Beautiful pics, esp. the last one. Brickens is so cute!


----------



## mudypony (Jan 30, 2008)

Thanks everyone!!!

And appylover I'll try a running martingale, I just have to get one first. Lol! I've been thinking about trying him in one lately anyways. Also, I might just try taking the martingale off all together and see how he is.


----------



## Jubilee Rose (May 28, 2008)

Awww, he is so beautiful! I love that head shot. Is your bridle red or is it the lighting?


----------



## mudypony (Jan 30, 2008)

> Awww, he is so beautiful! I love that head shot. Is your bridle red or is it the lighting?


Ha.. well it's a long story.

Brickens bridle broke a while back so I had to get a new one and the one I got was a light color to begin with so I tryed darkening oil to try to darken it some and it turned kinda orangeish. So I kept darkening it and it's now a reddish brownish color right now, but the flash from the camera does make it look worse than it actually is. I'm hoping that if I keep oiling it, it will darken eventually enough to match my saddle. 

Also, if anyone has any tips on how to make the redness go away that would be awesome. I've heard that Murphy's oil works really well to darken leather, but I'm not sure if it will ruin the leather. If anyone' tried it please let me know.

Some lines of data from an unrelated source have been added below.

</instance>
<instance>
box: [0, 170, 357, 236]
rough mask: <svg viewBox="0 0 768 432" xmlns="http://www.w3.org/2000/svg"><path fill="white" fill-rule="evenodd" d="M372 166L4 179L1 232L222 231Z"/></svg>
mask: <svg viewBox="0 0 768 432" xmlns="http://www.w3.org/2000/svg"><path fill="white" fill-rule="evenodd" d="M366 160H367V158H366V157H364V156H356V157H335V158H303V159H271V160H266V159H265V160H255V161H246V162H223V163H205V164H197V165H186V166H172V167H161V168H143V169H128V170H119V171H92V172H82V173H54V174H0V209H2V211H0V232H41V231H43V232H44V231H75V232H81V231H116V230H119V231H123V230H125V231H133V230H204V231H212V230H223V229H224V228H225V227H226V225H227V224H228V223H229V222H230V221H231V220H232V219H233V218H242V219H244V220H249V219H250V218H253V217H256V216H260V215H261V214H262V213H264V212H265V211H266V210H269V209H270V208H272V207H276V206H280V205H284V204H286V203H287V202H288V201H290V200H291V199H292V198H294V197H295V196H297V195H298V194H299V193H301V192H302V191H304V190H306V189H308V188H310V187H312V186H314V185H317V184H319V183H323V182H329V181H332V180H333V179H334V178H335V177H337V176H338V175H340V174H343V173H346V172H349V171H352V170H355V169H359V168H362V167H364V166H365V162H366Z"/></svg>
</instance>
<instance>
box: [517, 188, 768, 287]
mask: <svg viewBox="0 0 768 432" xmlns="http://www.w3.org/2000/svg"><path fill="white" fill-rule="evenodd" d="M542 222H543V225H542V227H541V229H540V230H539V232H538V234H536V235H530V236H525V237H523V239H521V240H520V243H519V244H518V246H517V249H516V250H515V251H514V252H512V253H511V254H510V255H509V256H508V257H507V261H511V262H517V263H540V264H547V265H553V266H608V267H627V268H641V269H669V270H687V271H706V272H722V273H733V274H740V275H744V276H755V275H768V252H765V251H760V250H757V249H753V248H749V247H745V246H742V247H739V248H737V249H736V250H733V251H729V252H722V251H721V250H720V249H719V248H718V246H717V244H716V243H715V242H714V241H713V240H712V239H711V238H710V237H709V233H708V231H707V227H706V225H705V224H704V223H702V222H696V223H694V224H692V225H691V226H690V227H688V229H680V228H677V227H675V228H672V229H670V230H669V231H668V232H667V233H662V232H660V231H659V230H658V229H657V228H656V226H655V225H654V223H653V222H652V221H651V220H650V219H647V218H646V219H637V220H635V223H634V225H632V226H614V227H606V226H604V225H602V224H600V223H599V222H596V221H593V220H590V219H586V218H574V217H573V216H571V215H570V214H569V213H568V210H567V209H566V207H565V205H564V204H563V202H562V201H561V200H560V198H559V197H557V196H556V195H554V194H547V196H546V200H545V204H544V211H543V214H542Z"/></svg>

Oh and thanks for the comment Jubilee!


----------



## Jubilee Rose (May 28, 2008)

mudypony said:


> Ha.. well it's a long story.
> 
> Brickens bridle broke a while back so I had to get a new one and the one I got was a light color to begin with so I tryed darkening oil to try to darken it some and it turned kinda orangeish. So I kept darkening it and it's now a reddish brownish color right now, but the flash from the camera does make it look worse than it actually is. I'm hoping that if I keep oiling it, it will darken eventually enough to match my saddle.
> 
> ...


Awww, haha. I actually think it looks quite stunning. Oh, and I totally think we should pair our horses up together. They're both bay tb's so they would make a really cute couple. :wink:


----------



## mudypony (Jan 30, 2008)

They would be perfect together!! Lol! They're both like the exact same bay and are both typical tb's. Brickens is pretty picky about the horses he likes but lately he seems to go after every mare he sees now that he's in a pasture of just geldings.:roll:


----------



## Jubilee Rose (May 28, 2008)

mudypony said:


> They would be perfect together!! Lol! They're both like the exact same bay and are both typical tb's. Brickens is pretty picky about the horses he likes but lately he seems to go after every mare he sees now that he's in a pasture of just geldings.:roll:


Haha. Is Brickens dominant? If so, Jubi would LOVE him. She hates the underdogs cuz she's so dominant herself. :razz:


----------



## mudypony (Jan 30, 2008)

Oh yes Brickens is VERY dominant! He had to be moved to the warmblood pasture because he was picking on every other horse. Hopefully he doesn't start picking on the warmbloods too, or else....


----------



## kickshaw (May 7, 2008)

Murphys will darken leather and will not hurt it  we used to just glob some on a rag and rub it in...we didn't rinse it off.

i just wanted to say that brickens looks great!


----------



## mudypony (Jan 30, 2008)

Thanks kickshaw! Brickens has been improving immensely recently. You should have seen him last night he was absolutely amazing.

Oh, and I'll have to try the Murphy's oil, hopefully by the weekend.


----------